Piccalilly van zwartmoeskervel

(naar een recept van Robin Hartford)

Ingrediënten

  • 500 gram stengels zwartmoeskervel in stukjes gesneden
  • 3 uien in stukjes gehakt
  • 220 gram suiker
  • ¼ kop sherryazijn en ¼ kop wijnazijn
  • 1½ theelepel mosterd en ½ theelepel kurkuma
  • 1 eetlepel bloem
  • 50 ml water


Kook de stengels en de uien in net voldoende licht gezouten water tot ze beetgaar zijn, Giet dan af. Bewaar het kookvocht. Voeg suiker en azijn toe en kook dit 15 minuten. Maak ondertussen een pasta van de mosterd, kurkuma, bloem en het water. Roer dit bij de zwartmoeskervel en voeg zoveel kookvocht toe als nodig is om het in 15 minuten tot een smeuïge massa te koken. Vul gesteriliseerde potten met de hete piccalilly .

Gepekelde zwartmoeskervel

Recept van Robin Hartford (Brined Alexanders)

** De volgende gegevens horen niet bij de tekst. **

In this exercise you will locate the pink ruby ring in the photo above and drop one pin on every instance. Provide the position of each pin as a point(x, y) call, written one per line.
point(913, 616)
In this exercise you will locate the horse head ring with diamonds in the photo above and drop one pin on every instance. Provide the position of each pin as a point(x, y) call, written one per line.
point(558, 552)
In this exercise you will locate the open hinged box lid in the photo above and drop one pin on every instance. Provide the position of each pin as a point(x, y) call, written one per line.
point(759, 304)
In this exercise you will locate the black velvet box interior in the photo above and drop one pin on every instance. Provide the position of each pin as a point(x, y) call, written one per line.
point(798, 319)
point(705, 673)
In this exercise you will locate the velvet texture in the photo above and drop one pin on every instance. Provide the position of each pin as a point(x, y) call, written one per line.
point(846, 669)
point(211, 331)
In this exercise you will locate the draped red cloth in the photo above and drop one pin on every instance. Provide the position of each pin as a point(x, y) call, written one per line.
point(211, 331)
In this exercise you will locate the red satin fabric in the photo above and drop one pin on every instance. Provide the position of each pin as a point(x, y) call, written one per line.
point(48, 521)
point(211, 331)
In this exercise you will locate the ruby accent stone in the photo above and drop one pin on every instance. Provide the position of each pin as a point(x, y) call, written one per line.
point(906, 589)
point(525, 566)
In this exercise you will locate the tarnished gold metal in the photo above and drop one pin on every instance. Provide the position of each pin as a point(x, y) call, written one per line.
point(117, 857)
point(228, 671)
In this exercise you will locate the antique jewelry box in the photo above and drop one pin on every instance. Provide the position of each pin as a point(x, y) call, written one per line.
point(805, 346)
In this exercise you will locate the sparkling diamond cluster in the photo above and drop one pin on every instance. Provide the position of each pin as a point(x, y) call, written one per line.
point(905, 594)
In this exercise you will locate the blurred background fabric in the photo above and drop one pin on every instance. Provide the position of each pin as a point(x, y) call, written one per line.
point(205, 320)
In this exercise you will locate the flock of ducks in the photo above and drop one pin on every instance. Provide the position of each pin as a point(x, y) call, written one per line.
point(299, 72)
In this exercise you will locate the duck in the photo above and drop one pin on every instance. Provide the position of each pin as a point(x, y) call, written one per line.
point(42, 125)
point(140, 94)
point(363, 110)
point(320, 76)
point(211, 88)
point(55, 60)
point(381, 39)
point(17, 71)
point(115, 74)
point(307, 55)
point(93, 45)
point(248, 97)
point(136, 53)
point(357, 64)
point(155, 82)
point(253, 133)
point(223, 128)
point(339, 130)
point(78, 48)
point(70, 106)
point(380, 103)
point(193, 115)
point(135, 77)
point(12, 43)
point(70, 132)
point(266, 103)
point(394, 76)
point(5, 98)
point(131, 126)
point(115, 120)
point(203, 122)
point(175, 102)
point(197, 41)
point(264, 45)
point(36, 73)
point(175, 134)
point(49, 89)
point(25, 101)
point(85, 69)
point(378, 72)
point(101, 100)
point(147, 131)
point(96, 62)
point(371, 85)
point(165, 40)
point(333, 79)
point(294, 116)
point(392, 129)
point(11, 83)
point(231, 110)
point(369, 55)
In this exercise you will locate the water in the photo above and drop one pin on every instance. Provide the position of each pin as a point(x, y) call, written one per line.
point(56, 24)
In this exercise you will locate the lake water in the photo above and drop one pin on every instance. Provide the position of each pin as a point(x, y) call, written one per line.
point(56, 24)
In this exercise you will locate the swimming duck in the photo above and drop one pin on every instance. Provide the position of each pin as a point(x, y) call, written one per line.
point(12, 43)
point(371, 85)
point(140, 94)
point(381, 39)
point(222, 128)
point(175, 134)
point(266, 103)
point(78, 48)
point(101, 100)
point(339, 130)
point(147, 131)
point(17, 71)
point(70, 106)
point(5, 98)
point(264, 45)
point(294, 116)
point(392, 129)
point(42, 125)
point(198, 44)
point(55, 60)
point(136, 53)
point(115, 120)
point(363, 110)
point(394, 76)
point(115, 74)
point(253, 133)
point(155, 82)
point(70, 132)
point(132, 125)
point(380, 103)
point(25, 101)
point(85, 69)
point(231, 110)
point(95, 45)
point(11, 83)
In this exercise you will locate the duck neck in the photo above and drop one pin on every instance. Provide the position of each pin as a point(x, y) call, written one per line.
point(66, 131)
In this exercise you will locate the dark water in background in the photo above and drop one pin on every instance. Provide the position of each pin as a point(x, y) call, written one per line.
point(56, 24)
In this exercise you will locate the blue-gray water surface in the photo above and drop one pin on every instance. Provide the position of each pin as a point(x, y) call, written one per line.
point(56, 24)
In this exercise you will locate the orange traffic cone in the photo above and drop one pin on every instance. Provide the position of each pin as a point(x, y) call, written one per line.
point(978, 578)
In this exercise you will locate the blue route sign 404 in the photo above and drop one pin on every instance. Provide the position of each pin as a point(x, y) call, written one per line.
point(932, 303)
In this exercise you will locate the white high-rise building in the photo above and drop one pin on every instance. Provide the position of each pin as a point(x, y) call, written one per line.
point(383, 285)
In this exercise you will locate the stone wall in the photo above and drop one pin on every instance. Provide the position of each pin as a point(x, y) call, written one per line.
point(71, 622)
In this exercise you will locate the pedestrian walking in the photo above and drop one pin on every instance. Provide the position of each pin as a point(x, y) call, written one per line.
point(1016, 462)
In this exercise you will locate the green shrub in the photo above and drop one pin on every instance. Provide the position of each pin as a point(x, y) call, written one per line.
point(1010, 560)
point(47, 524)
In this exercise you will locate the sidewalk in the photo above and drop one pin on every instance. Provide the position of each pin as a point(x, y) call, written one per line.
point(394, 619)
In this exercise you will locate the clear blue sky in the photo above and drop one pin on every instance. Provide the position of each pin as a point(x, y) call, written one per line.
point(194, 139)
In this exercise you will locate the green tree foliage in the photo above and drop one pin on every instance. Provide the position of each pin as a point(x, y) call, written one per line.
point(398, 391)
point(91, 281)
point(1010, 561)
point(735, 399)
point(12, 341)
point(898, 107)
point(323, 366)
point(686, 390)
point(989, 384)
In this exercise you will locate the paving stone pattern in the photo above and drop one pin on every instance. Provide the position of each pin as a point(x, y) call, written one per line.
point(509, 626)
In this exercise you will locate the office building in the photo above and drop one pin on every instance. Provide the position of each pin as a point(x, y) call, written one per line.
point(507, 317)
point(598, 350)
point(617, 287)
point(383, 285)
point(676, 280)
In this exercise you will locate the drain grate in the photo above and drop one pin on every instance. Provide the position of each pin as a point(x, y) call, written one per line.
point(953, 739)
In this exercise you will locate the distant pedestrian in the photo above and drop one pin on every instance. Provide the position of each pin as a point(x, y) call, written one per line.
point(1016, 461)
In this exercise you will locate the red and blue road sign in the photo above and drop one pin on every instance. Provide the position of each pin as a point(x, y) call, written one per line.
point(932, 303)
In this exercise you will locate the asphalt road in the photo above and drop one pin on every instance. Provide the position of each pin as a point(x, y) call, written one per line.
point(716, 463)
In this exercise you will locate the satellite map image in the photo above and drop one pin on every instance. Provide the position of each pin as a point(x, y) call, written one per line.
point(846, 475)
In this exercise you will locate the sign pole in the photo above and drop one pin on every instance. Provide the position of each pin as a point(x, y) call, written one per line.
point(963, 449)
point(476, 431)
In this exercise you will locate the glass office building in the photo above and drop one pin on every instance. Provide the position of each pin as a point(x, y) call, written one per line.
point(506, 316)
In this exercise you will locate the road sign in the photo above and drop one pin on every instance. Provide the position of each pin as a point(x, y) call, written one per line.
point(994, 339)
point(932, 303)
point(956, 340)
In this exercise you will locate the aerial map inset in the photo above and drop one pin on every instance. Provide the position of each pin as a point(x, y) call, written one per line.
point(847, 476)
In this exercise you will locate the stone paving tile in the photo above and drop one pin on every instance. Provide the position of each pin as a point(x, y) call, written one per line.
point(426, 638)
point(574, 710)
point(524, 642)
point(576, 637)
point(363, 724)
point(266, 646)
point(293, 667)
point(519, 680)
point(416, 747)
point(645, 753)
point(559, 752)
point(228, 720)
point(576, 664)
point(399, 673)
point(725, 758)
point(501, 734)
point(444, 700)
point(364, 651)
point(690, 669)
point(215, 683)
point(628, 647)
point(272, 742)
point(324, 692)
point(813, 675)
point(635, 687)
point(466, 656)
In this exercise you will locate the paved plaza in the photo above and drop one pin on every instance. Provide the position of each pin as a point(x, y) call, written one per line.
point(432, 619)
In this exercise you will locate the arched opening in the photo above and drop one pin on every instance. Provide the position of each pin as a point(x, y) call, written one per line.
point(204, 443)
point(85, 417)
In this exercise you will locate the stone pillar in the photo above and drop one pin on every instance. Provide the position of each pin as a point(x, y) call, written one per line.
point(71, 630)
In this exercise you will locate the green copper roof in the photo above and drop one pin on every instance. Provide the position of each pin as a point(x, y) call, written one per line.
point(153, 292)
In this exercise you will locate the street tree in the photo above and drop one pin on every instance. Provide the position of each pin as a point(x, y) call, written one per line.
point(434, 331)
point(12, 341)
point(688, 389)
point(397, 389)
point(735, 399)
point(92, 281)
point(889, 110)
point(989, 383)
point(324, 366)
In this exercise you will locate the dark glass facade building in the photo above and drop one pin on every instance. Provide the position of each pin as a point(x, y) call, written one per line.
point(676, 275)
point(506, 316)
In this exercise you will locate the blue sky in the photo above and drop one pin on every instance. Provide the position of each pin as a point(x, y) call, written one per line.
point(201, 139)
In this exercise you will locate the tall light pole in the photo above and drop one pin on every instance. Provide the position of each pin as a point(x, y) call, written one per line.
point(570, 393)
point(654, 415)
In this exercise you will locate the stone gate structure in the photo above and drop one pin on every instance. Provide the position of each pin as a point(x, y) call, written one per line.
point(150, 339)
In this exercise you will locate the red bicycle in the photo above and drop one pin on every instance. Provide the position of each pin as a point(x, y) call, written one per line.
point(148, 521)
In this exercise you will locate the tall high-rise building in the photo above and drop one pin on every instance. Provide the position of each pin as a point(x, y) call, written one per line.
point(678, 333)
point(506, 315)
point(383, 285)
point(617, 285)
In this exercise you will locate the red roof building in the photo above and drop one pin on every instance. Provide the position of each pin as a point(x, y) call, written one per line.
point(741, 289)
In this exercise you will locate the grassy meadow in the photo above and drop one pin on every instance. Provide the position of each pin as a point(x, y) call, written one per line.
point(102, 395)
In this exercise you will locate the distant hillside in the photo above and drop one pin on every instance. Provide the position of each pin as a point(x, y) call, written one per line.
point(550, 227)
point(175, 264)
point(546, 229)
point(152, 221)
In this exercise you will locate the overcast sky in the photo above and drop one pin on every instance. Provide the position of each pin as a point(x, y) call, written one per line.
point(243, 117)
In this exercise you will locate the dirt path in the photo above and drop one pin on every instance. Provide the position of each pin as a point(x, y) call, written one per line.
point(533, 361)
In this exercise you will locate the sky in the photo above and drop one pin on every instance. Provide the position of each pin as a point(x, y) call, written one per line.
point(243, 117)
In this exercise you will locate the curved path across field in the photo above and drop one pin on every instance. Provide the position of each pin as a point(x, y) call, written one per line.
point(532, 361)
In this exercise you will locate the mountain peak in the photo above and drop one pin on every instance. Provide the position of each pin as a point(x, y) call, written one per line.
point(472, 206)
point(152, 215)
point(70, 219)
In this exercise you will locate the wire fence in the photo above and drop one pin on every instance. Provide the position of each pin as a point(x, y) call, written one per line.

Het klinkt nogal raar… al dat zout. Toch niet, dit recept blijkt een traktatie. Laat de stengels voor gebruik enkele maanden op de plank staan. Ik maak er wildsauzen van.

Ingrediënten

  • Jonge stengels zwartmoeskervel van voor de bloei
  • Zout
  • Water


Blancheer de stengels 30 seconden in lichtgezouten water. Leg ze direct daarna in koud water. Laat de stengels uitlekken en doe ze dan in gesteriliseerde potten. Voeg twee volle eetlepels zout toe aan iedere halve liter kokend water en laat helemaal oplossen. Giet de hete pekel in de potten tot de zwartmoeskervel onder staat en sluit af. Laat het voor gebruik minstens twee maanden staan.


Verzamelen

De zaden worden in november verzameld. Het groen en vooral de jonge scheuten zijn in de winter en het voorjaar te gebruiken tot de bloemen verschijnen. Tijdens droge periodes in de zomer kun je het blad beter niet oogsten.